From: "John P. DuLong" <>
Subject: Re: French Canadian medieval ancestry in 2007
Date: Sun, 06 May 2007 10:14:42 -0400
References: <mailman.1808.1178433487.5576.gen-medieval@rootsweb.com>
In-Reply-To: <mailman.1808.1178433487.5576.gen-medieval@rootsweb.com>


I agree with Mr. Turcott that often if records are destroyed or missing,
then you can search and find similar records elsewhere that can be used
to prove a case. For example, the Catholic registers for Calvados were
badly damaged during the war, but the Protestant records were not in the
departmental archives at the time of the bombing and fortunately the Le
Neuf brothers who came to Canada turned out to be Huguenots.
Nevertheless, in some areas of France, the devastation of war was pretty
complete.

In contrast to France, I have been lucky helping my wife with her
Anglo-Irish ancestry because so many of the records that were destroyed
in 1922 were abstracted and published before the Irish Civil War. This
is particularly the case with the clergy of the Church of Ireland. This
gets back to what M. Beauregard mentioned, that is, that many indexing
projects and publications did not come about in France until after World
War II. So these records are lost for all time. We are indeed lucky
that Fr. Godbout was able to do research in France in the 1920s.
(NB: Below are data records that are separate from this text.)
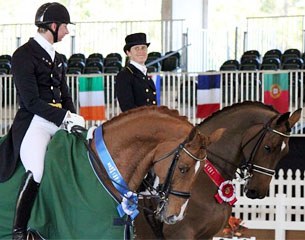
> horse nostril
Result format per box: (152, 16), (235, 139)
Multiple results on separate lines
(165, 215), (178, 225)
(245, 189), (260, 199)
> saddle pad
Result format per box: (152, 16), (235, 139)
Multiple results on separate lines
(0, 130), (127, 239)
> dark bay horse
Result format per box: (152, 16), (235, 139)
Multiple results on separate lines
(0, 106), (222, 239)
(135, 101), (301, 239)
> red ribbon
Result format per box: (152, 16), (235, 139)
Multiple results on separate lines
(204, 159), (237, 205)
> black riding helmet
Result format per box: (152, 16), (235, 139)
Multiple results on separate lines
(35, 2), (73, 42)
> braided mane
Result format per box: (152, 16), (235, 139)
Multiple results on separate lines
(105, 105), (189, 125)
(199, 101), (279, 126)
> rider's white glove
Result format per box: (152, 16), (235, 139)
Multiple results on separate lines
(63, 111), (85, 133)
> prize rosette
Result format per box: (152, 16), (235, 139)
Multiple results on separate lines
(215, 180), (237, 205)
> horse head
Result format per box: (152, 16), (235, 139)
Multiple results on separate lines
(152, 127), (224, 224)
(153, 102), (302, 240)
(240, 108), (302, 199)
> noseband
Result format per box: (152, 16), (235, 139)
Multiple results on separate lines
(239, 116), (291, 179)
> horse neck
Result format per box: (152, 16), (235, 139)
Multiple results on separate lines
(103, 115), (192, 191)
(200, 107), (276, 179)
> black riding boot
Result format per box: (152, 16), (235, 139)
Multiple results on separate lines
(12, 171), (40, 240)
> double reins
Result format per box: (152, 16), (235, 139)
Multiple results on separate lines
(205, 115), (291, 181)
(71, 125), (206, 214)
(71, 126), (156, 217)
(152, 139), (206, 216)
(239, 115), (291, 179)
(154, 140), (206, 199)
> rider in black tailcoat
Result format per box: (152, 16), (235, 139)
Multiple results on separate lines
(0, 2), (84, 239)
(115, 32), (157, 112)
(0, 38), (75, 182)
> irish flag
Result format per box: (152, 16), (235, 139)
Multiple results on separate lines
(196, 74), (221, 118)
(78, 76), (105, 120)
(263, 73), (289, 113)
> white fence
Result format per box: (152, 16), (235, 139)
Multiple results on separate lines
(233, 169), (305, 240)
(2, 16), (305, 72)
(1, 70), (305, 136)
(0, 20), (185, 62)
(1, 71), (305, 239)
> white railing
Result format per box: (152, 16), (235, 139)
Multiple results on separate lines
(2, 17), (305, 72)
(1, 70), (305, 136)
(0, 20), (185, 65)
(233, 169), (305, 240)
(1, 72), (305, 239)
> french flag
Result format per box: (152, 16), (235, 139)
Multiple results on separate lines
(196, 74), (221, 118)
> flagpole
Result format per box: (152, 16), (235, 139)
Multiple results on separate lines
(146, 44), (191, 67)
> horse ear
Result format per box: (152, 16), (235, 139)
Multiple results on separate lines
(287, 108), (302, 128)
(276, 108), (302, 129)
(209, 128), (226, 144)
(187, 127), (199, 141)
(276, 112), (290, 125)
(188, 127), (225, 146)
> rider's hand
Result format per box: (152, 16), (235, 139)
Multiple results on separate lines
(63, 111), (85, 133)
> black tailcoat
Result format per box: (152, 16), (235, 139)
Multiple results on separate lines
(115, 64), (157, 112)
(0, 38), (75, 182)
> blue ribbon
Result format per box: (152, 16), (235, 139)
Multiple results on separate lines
(94, 125), (139, 220)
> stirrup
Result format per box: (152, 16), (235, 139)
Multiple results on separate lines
(26, 229), (44, 240)
(12, 229), (26, 240)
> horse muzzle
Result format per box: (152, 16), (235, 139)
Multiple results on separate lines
(244, 188), (265, 199)
(155, 198), (188, 224)
(244, 179), (266, 199)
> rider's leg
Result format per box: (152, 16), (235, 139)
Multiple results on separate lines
(12, 171), (39, 240)
(12, 115), (58, 239)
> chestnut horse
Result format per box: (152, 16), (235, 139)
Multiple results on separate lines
(0, 106), (222, 239)
(135, 101), (301, 240)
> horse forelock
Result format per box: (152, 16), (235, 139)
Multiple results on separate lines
(198, 101), (279, 127)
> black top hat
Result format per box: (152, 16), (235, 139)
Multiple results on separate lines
(123, 32), (150, 53)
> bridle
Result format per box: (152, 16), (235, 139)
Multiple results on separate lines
(239, 115), (291, 179)
(71, 125), (206, 217)
(153, 139), (207, 215)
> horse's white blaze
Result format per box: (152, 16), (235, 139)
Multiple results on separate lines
(195, 161), (200, 173)
(174, 199), (189, 221)
(281, 141), (286, 151)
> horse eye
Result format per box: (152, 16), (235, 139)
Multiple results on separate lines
(178, 166), (189, 174)
(264, 145), (271, 152)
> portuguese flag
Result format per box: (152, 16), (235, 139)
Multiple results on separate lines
(78, 76), (106, 120)
(263, 73), (289, 113)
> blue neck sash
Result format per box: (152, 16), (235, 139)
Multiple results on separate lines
(94, 125), (139, 220)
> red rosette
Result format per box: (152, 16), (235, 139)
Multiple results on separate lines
(215, 180), (237, 205)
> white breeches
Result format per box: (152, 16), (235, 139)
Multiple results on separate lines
(20, 115), (59, 183)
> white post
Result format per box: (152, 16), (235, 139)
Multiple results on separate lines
(275, 193), (286, 240)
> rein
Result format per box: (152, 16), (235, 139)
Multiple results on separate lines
(71, 125), (205, 216)
(154, 140), (206, 198)
(204, 115), (291, 181)
(144, 139), (206, 217)
(197, 115), (291, 206)
(239, 115), (291, 179)
(70, 125), (135, 239)
(71, 126), (159, 219)
(70, 126), (124, 200)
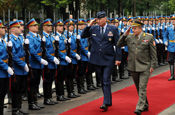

My father-in-law fought in Normandie during World War II. He told me
the loudest and most sustained sound he ever heard was the bombing of
towns between Coutances and St-Lo before the Americans swept south and
east towards Paris. As he told me this story all I could think of was
the destruction of records in these areas. Likewise, when I see on the
History Channel the British bombing of Caen to force the Nazis out I
have to wonder how many genealogical problems will go unsolved because
of the devastation reeked upon the Calvados departmental archives.